April 3, 2014

Can we talk?

As a doctor specializing in care for the elderly, I’ve often seen the difference it makes when patients, their families, and their health care providers talk openly about the inevitable: death and the care that may occur as people enter the later stages of life.

Your own family may have experienced it: With support from doctors, nurses, social workers, and others who understand the journey of terminal illness, patients can plan for the care they want and need. But without such support, patients may feel caught in a system that’s out of control, providing too much or not enough of the right kind of care—causing harm and worsening families’ mourning.

Also, as a health services researcher, I know the toll society pays when we fail to help patients talk about and plan for eventualities like end-of-life care. Surveys show most Americans would prefer to die peacefully at home—and a recent study shows increasingly more are doing so. But the same study also reports that in their last three months, more patients are being hospitalized—and more often in intensive care units. Sadly, most American’s don’t use hospice care, and even when used, it is often postponed until just a few days before death—“too little, too late” for patients to benefit fully. The financial burden of so much hospitalization is enormous: More than one in four Medicare dollars cover the last year of patients’ lives, and four in five Medicare dollars for their last month of life go toward hospital care.

Why, despite our best intentions, is well-planned end-of-life care often out of reach? Some might say it’s human nature. We’re so wired to take action in the face of crisis and suffering that we tend to overdiagnose and overtreat. Others say the system is too fragmented, and patient-doctor relationships too impersonal or rushed, so conversations about end-of-life care planning don’t happen. Patients seek and get treated for their most acute problems, but too little attention is paid to the whole person and their unique circumstances: their stage of life and illness, their level of frailty, their preferences, values, and religious views. The default—especially in health care systems that incentivize high-tech treatments and procedures—is to do as much as possible, whether or not the patient needs or wants such care.

It doesn’t have to be this way

There is, of course, an alternative. Well-designed palliative care programs can improve care for patients with such life-threatening conditions as many cancers and incurable heart disease. Palliative care focuses on managing patients’ symptoms, treating pain, and easing stress. Patients get clear information about their prognoses and participate in decisions about their care. Such care recognizes the diversity of patients’ attitudes and beliefs about death, ranging from a desire for every possible intervention to requests for assistance in making death come sooner.

Research shows that palliative approaches serve patients well. A 2010 New England Journal of Medicine study found that lung cancer patients who got palliative care had better quality of life and lower costs—and longer survival—than did those receiving standard care for the disease.

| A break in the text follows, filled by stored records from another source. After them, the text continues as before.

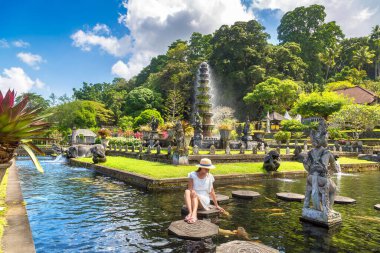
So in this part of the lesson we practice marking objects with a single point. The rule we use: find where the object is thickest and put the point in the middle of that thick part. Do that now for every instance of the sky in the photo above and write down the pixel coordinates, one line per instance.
(54, 46)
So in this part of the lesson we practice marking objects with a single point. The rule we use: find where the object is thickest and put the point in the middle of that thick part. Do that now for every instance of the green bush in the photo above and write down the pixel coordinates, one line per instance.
(282, 136)
(146, 116)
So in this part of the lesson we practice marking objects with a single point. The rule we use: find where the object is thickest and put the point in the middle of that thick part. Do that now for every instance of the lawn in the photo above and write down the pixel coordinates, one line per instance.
(160, 170)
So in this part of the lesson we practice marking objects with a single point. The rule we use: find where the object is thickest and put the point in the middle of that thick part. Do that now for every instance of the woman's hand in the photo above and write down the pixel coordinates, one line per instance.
(220, 209)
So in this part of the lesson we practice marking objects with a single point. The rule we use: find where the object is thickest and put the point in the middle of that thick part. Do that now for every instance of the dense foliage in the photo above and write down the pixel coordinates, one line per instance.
(248, 74)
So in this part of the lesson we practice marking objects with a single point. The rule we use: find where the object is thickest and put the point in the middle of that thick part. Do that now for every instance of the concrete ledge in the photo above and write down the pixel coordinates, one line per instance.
(152, 184)
(17, 236)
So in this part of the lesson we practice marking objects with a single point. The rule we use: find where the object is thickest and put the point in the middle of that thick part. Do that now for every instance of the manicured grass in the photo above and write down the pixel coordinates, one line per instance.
(3, 191)
(161, 170)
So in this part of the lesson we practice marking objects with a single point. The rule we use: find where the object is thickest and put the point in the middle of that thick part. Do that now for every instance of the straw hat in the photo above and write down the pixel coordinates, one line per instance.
(205, 163)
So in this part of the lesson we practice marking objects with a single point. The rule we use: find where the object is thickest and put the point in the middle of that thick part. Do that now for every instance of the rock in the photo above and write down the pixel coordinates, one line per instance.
(343, 200)
(244, 246)
(241, 194)
(289, 196)
(213, 212)
(196, 231)
(221, 199)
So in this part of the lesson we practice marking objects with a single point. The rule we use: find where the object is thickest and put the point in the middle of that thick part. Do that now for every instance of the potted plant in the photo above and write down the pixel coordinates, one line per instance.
(19, 125)
(104, 134)
(145, 129)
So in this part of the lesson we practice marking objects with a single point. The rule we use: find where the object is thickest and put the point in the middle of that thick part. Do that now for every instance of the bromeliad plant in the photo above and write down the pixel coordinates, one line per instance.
(19, 125)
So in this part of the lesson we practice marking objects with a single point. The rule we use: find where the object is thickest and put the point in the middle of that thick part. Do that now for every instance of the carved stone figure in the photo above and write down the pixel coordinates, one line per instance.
(154, 124)
(272, 161)
(320, 188)
(98, 154)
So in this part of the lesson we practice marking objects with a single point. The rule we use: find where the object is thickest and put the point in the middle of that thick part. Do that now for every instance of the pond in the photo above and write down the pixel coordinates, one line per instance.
(77, 210)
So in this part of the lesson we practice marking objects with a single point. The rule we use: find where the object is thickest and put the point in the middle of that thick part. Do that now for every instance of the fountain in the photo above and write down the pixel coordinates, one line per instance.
(320, 188)
(203, 97)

The Wall Street Journal reports many insurers are establishing palliative care because they find this extra layer of support results in higher patient satisfaction and lower costs.

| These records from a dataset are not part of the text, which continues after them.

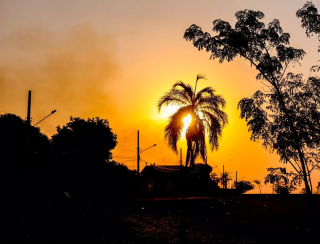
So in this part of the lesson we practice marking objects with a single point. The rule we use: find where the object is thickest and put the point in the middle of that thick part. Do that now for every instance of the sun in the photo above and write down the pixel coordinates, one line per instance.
(186, 122)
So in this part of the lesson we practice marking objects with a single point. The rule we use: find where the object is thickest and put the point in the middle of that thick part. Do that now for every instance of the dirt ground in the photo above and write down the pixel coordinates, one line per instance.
(245, 219)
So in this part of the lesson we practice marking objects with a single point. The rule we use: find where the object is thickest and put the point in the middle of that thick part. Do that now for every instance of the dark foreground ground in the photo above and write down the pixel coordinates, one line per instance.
(245, 219)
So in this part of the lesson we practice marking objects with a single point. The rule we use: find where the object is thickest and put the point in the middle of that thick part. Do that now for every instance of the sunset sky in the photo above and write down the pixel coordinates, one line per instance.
(114, 59)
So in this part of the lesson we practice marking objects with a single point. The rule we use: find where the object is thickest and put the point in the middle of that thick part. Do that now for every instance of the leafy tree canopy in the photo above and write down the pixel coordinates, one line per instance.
(91, 139)
(207, 116)
(274, 117)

Group Health has expanded its palliative and hospice care programs in recent years. It also launched a new program to train physicians to communicate with patients and families about end-of-life care. With support from a Partnership for Innovation grant, it is distributing shared-decision making videos to help patients make choices about advance care planning. Group Health patients can also attend the free in-person Your Life, Your Choices class on end-of-life planning, including advance directives.

Research focuses on trusted relationships

But more can still be done to ensure that every Group Health patient facing serious illness receives care aligned with their wishes and values—not more, not less. Group Health Research Institute Assistant Investigator and oncologist Elizabeth Loggers, MD, PhD, is working with Group Health Assistant Medical Director of Primary Care Annie Chun, MD, and others to design and evaluate a standard process for introducing and conducting advance care planning conversations into the patient-centered medical home, including using electronic medical records to identify patients who may benefit. Patients and their families will receive advance-planning decision aids before a clinic appointment specially scheduled to discuss preferences for care. The ideal is to fold this process into established patient-doctor relationships, where comfort and trust already hold sway.

We hope this project spurs further studies into improving care for patients with late-stage illness and those nearing life’s end. It only makes sense that Group Health—with its record of innovation in patient-centered care—would keep the conversation going: for the good of our patients, their families, their health care teams, and our communities.